Et quant au reste, chacun vit, se vêt et maintient librement à sa fantaisie. Et à dire vrai, les étrangers
vivent en plus grande liberté ici en Anvers et par tous ces Pays-Bas, qu’on ne fait en quelque autre
pays que ce soit de tout le monde. De sorte que c’est un cas merveilleux de voir un tel mélange
d’hommes, de si diverses humeurs et qualités, et plus encore d’ouïr une telle variété de langages, et si
différents l’un de l’autre, tellement que sans voyager, en une seule ville, vous pouvez voir et, s’il vous
plaît, imiter le naturel, façon de vie et coutume de plusieurs nations lointaines […].
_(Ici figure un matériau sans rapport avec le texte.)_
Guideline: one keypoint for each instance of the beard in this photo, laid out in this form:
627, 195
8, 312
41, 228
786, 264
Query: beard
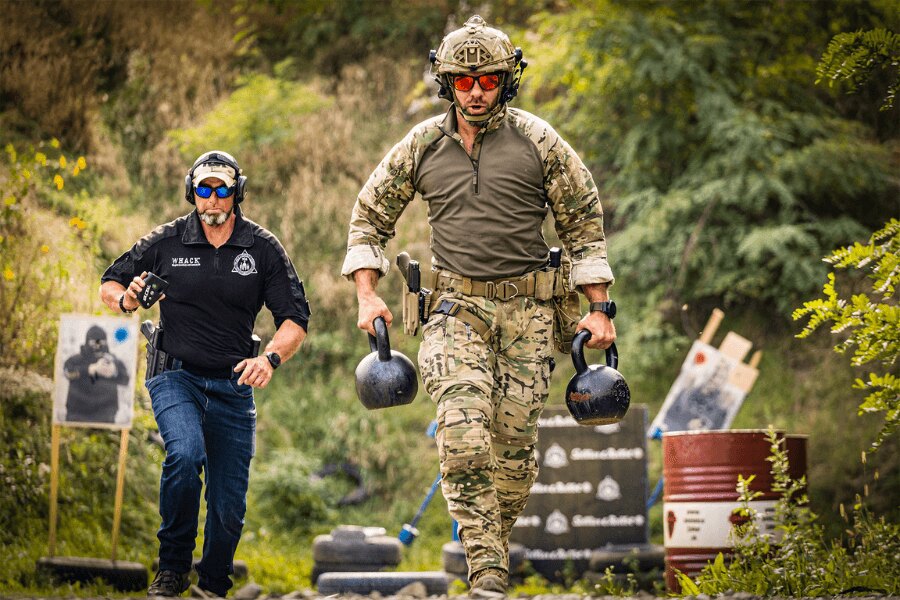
216, 219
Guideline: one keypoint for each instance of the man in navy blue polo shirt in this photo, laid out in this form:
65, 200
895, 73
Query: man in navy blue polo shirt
221, 268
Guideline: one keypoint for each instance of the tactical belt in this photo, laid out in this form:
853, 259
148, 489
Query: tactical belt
173, 364
537, 284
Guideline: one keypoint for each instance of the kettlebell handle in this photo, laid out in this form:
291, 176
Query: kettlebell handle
612, 354
380, 342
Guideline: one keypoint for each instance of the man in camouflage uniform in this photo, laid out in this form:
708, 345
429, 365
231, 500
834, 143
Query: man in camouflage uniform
488, 173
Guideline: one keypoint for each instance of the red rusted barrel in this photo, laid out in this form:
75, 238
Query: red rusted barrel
700, 471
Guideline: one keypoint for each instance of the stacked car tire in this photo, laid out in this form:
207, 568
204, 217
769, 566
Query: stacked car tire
351, 548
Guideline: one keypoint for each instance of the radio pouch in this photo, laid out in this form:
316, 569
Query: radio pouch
566, 309
410, 312
566, 314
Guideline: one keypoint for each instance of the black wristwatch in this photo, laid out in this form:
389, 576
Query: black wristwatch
127, 311
274, 359
607, 308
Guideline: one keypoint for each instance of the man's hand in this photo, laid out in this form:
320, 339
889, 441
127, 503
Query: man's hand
370, 303
603, 332
255, 372
369, 309
134, 288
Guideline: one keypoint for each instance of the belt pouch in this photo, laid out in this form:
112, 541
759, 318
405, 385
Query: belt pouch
410, 312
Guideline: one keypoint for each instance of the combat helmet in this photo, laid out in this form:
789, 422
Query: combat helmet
477, 48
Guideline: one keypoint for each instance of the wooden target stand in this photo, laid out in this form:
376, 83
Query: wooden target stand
122, 575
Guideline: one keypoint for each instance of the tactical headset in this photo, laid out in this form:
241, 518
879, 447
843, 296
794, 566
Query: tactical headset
216, 157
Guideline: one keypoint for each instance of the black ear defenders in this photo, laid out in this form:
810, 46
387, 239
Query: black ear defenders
216, 157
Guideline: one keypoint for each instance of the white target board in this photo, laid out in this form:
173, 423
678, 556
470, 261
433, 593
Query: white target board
96, 362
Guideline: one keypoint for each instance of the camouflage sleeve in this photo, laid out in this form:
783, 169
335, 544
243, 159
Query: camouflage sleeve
577, 213
378, 206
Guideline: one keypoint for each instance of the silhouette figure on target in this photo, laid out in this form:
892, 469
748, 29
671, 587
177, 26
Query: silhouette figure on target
94, 376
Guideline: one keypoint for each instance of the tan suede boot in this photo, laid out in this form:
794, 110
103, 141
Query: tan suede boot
488, 583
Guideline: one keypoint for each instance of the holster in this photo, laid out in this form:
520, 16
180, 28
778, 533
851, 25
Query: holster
410, 312
156, 358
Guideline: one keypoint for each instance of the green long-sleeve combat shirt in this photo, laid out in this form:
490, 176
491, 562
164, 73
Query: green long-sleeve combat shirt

Tous ces marchands font un commerce incroyable tant en échange qu’en dépôt de marchandises. Et
pour ce, nous deviserons brièvement du moyen qu’ils y observent, qui est tel que s’ensuit : et soir et
matin, ils vont à heure certaine à la bourse des Anglais, et là, l’espace de plus d’une heure à la fois, par
le moyen de truchements de chacune langue (desquelles il y a en grand nombre) ils traitent sur l’achat
et la vente de toutes sortes de marchandises ; et après, un peu plus tard, ils vont à la nouvelle bourse,
qui est la place principale, et là, l’espace d’une heure, et par les mêmes interprètes des langues, ils
parlent et traitent particulièrement des dépôts et des changes.

Lodovico Guicciardini, Description de l’ensemble des Pays-Bas autrement appelés Germanie inférieure, Anvers,
Christophe Plantin, 1567.

1 Certains.
2 Même s’ils n’ont pa quitté le pays.